Che cosa significa “essere consapevoli?” C’è una differenza tra essere a conoscenza di qualcosa, sapere qualcosa, e averne consapevolezza? L’invito “Conosci te stesso” che tipo di conoscenza intende? Che cos’è la consapevolezza?
Nel linguaggio comune spesso utilizziamo termini quali consapevolezza, conoscenza, coscienza, come sinonimi, a causa dell’identificazione con la mente condizionata, e la scarsa dimestichezza con le realtà interiori. Nell’era che si sta concludendo, la razza umana ha portato lo sviluppo della mente razionale a tal punto, da renderla facoltà sovrana di ogni aspetto del vivere. Ma qui ci stiamo muovendo verso il riconnetterci a qualcosa di più profondo ed essenziale, di più autentico e appagante, qualcosa che sappiamo che può aprirci nuove opportunità di sviluppo del nostro potenziale. E per procedere nella direzione che ci siamo prefissi, è necessario cominciare a operare delle distinzioni. Una di queste è discernere tra mente e consapevolezza.
Osservando noi stessi con l’aiuto della meditazione, che come abbiamo visto ci permette di essere più attenti e vigili, scopriremo di esistere a più livelli.
Un livello più superficiale riguarda i pensieri che vanno e vengono, e si muovono nella dualità: riguardano il passato o il futuro, oppure si alternano sotto forma di dialogo, come se all’interno di noi ci fossero più persone, e in effetti si tratta di personalità, veri e propri personaggi che continuamente dicono la loro, come ci trovassimo in un bar o alla piazza del mercato.
Qui esistiamo a livello della mente condizionata, talvolta giudichiamo superficiali le persone che si muovono prevalentemente su questo livello, ma la sfida maggiore consiste nell’accorgerci di quando noi stessi ci identifichiamo con questo chiacchiericcio, fermandoci lì e impedendoci così di spingerci più in profondità in noi stessi, dove dimora la consapevolezza.
L’osservazione ancora una volta ci viene in aiuto, poiché ancorandomi al corpo e alle sensazioni, mi accorgo che quando do credito al livello superficiale, produco tensioni, vado in stress, e non sono contento di me.

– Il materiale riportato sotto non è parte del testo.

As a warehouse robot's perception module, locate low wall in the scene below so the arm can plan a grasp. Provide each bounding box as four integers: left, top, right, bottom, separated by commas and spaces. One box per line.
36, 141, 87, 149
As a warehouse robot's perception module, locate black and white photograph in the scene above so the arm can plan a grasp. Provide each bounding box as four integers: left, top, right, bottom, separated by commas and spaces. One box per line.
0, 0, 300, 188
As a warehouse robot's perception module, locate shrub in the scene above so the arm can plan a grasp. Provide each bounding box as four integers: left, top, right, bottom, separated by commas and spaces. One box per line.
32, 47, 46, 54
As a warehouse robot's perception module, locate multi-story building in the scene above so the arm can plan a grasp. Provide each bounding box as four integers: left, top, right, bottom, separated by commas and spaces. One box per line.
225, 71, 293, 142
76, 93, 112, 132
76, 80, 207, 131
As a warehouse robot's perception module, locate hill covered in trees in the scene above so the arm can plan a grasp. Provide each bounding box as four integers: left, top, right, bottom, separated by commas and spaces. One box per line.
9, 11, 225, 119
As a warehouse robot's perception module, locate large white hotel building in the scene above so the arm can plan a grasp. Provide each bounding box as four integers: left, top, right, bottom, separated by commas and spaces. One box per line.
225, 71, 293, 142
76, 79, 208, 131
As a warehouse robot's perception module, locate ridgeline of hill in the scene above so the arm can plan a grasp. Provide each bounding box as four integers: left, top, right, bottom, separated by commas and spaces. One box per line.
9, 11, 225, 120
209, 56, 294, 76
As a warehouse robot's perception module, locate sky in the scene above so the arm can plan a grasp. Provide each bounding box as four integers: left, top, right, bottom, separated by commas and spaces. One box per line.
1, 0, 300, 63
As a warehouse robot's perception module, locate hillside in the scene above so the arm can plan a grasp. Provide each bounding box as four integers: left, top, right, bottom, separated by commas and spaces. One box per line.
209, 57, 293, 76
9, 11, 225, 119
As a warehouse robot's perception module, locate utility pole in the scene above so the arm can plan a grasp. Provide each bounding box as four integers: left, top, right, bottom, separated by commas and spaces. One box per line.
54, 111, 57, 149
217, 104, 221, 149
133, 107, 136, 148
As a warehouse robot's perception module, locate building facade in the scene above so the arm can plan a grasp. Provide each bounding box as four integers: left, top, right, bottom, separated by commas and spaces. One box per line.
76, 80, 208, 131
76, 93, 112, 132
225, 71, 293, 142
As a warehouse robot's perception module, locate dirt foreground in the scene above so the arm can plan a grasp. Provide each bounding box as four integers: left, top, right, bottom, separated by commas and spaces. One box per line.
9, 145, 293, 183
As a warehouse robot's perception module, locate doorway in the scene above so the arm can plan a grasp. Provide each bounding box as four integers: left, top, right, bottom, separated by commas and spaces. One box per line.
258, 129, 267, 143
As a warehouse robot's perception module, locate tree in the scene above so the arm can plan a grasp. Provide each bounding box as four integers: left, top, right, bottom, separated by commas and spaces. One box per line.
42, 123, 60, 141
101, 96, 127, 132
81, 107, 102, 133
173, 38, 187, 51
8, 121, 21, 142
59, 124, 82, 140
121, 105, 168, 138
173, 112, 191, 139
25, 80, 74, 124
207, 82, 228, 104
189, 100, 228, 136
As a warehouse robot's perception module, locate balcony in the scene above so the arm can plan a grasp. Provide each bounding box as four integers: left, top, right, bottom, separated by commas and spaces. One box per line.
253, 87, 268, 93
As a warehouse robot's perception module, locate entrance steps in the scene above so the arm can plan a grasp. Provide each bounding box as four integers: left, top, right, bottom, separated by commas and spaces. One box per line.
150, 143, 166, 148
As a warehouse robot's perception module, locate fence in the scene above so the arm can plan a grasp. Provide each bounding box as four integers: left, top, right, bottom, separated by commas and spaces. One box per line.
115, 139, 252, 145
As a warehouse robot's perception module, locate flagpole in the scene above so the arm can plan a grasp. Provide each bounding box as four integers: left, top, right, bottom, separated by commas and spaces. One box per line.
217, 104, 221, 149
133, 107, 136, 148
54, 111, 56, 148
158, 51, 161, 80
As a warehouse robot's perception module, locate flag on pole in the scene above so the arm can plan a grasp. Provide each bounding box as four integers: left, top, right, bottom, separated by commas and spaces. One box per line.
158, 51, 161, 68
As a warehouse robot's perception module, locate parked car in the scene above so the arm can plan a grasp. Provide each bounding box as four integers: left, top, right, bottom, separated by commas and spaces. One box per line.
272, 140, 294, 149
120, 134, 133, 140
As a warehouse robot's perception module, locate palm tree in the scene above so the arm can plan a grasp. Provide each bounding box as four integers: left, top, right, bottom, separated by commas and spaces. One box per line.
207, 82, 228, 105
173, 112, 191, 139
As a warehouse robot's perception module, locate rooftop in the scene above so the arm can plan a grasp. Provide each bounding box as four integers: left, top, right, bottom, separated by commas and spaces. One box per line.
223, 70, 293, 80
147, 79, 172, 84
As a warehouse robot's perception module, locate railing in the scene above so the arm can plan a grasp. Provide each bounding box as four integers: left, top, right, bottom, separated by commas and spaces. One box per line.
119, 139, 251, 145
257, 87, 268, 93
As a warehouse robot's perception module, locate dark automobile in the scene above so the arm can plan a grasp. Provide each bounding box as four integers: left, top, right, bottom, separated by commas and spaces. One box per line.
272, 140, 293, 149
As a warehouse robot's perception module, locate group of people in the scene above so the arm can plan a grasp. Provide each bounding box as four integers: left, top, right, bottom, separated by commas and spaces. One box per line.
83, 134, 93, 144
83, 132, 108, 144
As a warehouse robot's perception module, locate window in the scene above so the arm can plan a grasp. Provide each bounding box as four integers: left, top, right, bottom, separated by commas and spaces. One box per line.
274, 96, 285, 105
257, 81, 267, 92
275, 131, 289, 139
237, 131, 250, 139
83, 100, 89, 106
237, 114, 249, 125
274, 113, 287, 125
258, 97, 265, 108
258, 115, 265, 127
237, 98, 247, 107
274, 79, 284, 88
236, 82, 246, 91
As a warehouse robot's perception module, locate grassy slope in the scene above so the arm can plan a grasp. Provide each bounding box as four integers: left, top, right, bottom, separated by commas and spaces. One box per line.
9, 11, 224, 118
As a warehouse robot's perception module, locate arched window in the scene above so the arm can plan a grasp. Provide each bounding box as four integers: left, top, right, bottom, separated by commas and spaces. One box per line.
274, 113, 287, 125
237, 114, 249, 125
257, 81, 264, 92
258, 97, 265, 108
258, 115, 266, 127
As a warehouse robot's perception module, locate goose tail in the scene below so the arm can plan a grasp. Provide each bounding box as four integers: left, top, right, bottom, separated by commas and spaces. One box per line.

Osservare tutto ciò, crea in me uno stacco: non sono più fuso con la mente chiacchierona, non prendo più per buono tutto ciò che mi propina, ma sto a guardare come fosse un film, sono uno spettatore e non più un attore del film.
Questo atto, automaticamente mi porta al livello di esistenza più profondo: il livello della consapevolezza. Guardare la mente condizionata con tutti i suoi scenari, senza coinvolgermi, senza né comprare i suoi prodotti, né cercare di scacciarli o modificarli, mi consente di aprire la porta che conduce a me stesso, e entrare nel mio spazio interiore: non sono più trascinato a destra e a manca dai pensieri e dalle personalità, ma riesco a stare fermo, a sostare in questo spazio, dove improvvisamente mi trovo a mio agio finalmente! E’ lo spazio della consapevolezza.
Da questo spazio possono scaturire comprensioni che certamente si esplicano in noi utilizzando anche i linguaggi che conosciamo: parole, suoni, sapori…., veicolano allora un nuovo tipo di conoscenza, hanno una qualità nuova, fresca, viva: ci stiamo dissetando alla sorgente del nostro essere, dove ogni cosa viene purificata e riconosciuta parte di qualcosa di più ampio e universale, che vibra in noi costantemente, non cessa mai di esistere, ed è la fonte della nostra felicità e della nostra crescita: la consapevolezza.
Non si tratta dunque di scacciare la mente come fosse una nemica: la avvertiamo tale quando non riusciamo a osservarla, ma ce ne facciamo coinvolgere, arrestandoci al livello più superficiale, e allora erroneamente pretendiamo di lenire il nostro disagio combattendola, ma ciò ci blocca ancor più. Avanti di quel passo, ci allontaniamo dalla consapevolezza anziché avvicinarci.
L’osservazione, invece, è lo strumento giusto per ristabilire l’equilibrio, aprire un varco, condurci dentro di noi, rilassarci e diventare ricettivi ad accogliere quel qualcosa di nuovo che solo lo stare nel momento presente può darci. Tale processo rafforza la nostra consapevolezza, che può allora esser definita non tanto una facoltà o funzione -come accade per la mente- ma uno spazio di presenza all’interno di noi stessi.